Hello Just a beginner question! I've been going through Archimedes area of parabolic segment algebraic prof with modern notations And while i was getting fascinated with this men genius,i have some questions regarding the proof,the goal is trying to proof that the area of parabolic segment is one-third of that of the rectangle, the proof starts by saying that the area of rectangle is it's base * altitude , in other words it's $(\frac{b}{n})$$(\frac{kb}{n})^2$ = $\frac{b^3}{n^3}k^2$ and continue by saying Let us denote by $S_{n}$ the area of all the outer rectangles and since the Kth rectangle has area $\frac{b^3}{n^3}k^2$ then we obtain the formula $S_{n} = \frac{b^3}{n^3}(1^2 + 2^2 + 3^2 + 4^4... + n^2)$ and the same goes for all inner rectangles $s_{n} = \frac{b^3}{n^3}(1^2 + 2^2 + 3^2 + 4^4... + (n-1)^2)$ , that's pretty clear we just simplify $k^2$ to all subdivision points it refers to in the axes? the question is why in the sequence of outer rectangles we used $n^2$ while in the inner rectangles sequence we used $(n-1)^2$ in this specific case and it would be even greater if you could generalize where we should use one instead of the other in calculus?

Answer 1

When you let $n\to \infty$, if the definite integral of the function exists in that interval, then both of them will tend to the same value.
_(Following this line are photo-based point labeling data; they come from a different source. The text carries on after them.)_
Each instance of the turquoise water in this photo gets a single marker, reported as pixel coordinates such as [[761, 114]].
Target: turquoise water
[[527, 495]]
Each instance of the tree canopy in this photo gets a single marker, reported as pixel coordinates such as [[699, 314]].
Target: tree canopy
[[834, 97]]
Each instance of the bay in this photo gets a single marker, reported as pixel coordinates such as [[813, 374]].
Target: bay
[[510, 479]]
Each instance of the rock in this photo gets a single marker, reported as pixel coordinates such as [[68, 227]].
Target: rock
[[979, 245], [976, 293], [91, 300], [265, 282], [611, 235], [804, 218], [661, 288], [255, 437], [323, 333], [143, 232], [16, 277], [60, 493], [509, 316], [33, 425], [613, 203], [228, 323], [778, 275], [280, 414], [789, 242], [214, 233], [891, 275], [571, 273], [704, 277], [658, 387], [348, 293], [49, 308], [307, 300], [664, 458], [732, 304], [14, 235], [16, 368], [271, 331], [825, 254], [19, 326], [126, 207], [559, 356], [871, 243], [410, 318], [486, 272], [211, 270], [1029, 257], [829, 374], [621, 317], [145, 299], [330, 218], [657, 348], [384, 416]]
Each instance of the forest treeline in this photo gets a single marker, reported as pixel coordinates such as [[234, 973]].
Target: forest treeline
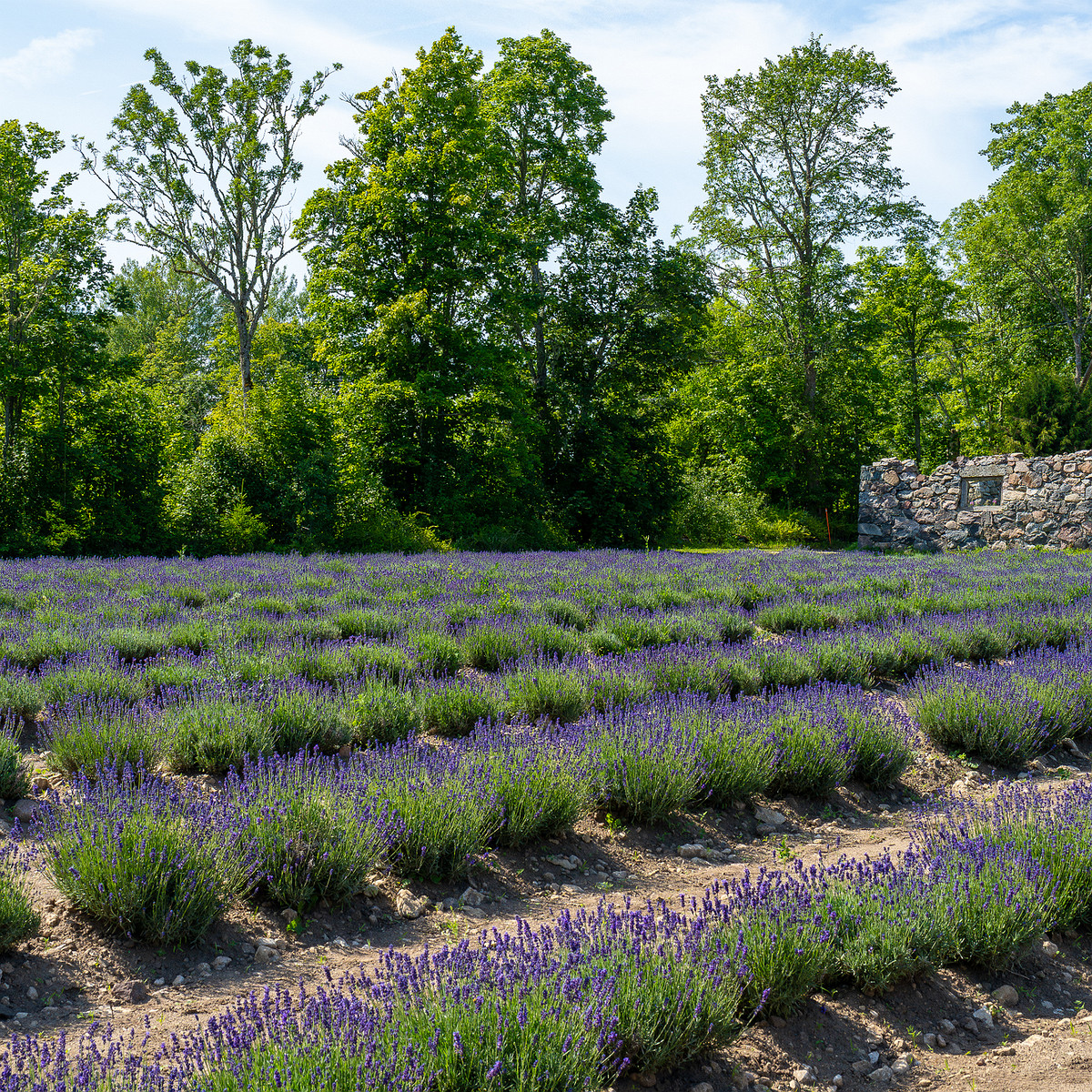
[[486, 353]]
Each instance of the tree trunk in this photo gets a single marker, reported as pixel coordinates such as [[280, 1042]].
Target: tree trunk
[[540, 369], [916, 410], [246, 343], [64, 461], [12, 413], [9, 425], [811, 391]]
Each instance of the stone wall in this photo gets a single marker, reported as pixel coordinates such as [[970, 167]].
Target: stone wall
[[1002, 501]]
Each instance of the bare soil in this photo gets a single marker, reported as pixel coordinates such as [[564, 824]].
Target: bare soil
[[80, 975]]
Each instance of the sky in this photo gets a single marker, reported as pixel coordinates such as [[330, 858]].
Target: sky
[[959, 65]]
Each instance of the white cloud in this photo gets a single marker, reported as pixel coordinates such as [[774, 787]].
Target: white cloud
[[45, 58], [320, 36]]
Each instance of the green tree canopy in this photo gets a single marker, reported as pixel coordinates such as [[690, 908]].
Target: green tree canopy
[[206, 183]]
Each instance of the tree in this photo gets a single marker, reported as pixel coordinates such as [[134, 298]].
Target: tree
[[912, 306], [792, 173], [53, 268], [625, 326], [1036, 218], [1048, 416], [415, 288], [549, 114], [206, 183]]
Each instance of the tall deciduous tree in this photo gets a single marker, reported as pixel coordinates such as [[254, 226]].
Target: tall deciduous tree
[[793, 170], [627, 315], [1036, 218], [549, 114], [206, 183], [52, 268], [415, 273], [912, 306]]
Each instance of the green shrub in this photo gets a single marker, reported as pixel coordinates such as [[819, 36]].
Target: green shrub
[[14, 773], [551, 693], [551, 640], [738, 763], [19, 920], [192, 598], [387, 661], [213, 736], [195, 636], [436, 653], [604, 643], [375, 623], [614, 688], [809, 763], [267, 604], [88, 737], [565, 612], [102, 683], [487, 647], [38, 648], [447, 825], [134, 645], [301, 721], [319, 666], [304, 840], [22, 697], [541, 791], [136, 866], [382, 713], [456, 709]]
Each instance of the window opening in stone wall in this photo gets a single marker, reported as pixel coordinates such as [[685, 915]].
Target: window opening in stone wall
[[982, 492]]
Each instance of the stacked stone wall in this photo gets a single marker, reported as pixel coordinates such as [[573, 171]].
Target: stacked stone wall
[[1002, 501]]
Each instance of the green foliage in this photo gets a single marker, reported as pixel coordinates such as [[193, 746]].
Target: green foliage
[[1048, 416], [19, 920], [86, 740], [382, 713], [163, 885], [214, 736], [135, 644], [306, 842], [456, 709], [15, 784]]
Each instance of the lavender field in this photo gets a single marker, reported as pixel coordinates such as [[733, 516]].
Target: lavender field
[[276, 731]]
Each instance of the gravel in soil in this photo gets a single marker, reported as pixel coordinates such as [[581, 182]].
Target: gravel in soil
[[74, 973]]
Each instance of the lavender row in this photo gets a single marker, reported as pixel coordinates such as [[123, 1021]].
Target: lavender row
[[1007, 711], [593, 995], [161, 858], [141, 604]]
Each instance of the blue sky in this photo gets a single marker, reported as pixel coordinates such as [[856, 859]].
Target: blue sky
[[960, 64]]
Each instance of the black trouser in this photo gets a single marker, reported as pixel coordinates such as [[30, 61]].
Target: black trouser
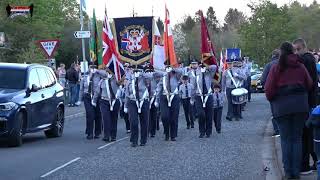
[[205, 115], [153, 118], [217, 113], [125, 117], [307, 148], [135, 117], [249, 87], [110, 118], [187, 111], [93, 116]]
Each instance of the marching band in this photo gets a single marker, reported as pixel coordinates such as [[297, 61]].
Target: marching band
[[145, 91]]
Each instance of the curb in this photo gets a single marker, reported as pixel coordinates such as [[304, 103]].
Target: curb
[[269, 155]]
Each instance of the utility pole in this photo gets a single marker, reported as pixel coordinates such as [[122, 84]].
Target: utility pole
[[81, 29]]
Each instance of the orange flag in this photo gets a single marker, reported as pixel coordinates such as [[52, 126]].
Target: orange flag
[[168, 42]]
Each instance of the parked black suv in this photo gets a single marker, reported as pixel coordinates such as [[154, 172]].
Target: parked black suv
[[31, 100]]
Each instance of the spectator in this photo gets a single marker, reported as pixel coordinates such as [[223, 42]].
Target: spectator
[[62, 75], [288, 83], [73, 77], [309, 62], [274, 60]]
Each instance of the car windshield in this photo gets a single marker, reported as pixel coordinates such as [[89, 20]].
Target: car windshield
[[12, 78], [256, 77]]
However, for finite $n$, one of these ways will overestimate the area, while the other will underestimate it, depending on whether the function is increasing or decreasing.

For an increasing function the left-hand estimate (upto $n-1$) will underestimate the area while the right-hand estimate will be more than the area under the graph. This trend is the exact opposite for decreasing functions. You can also clearly see what I'm saying from the diagrams drawn in your book.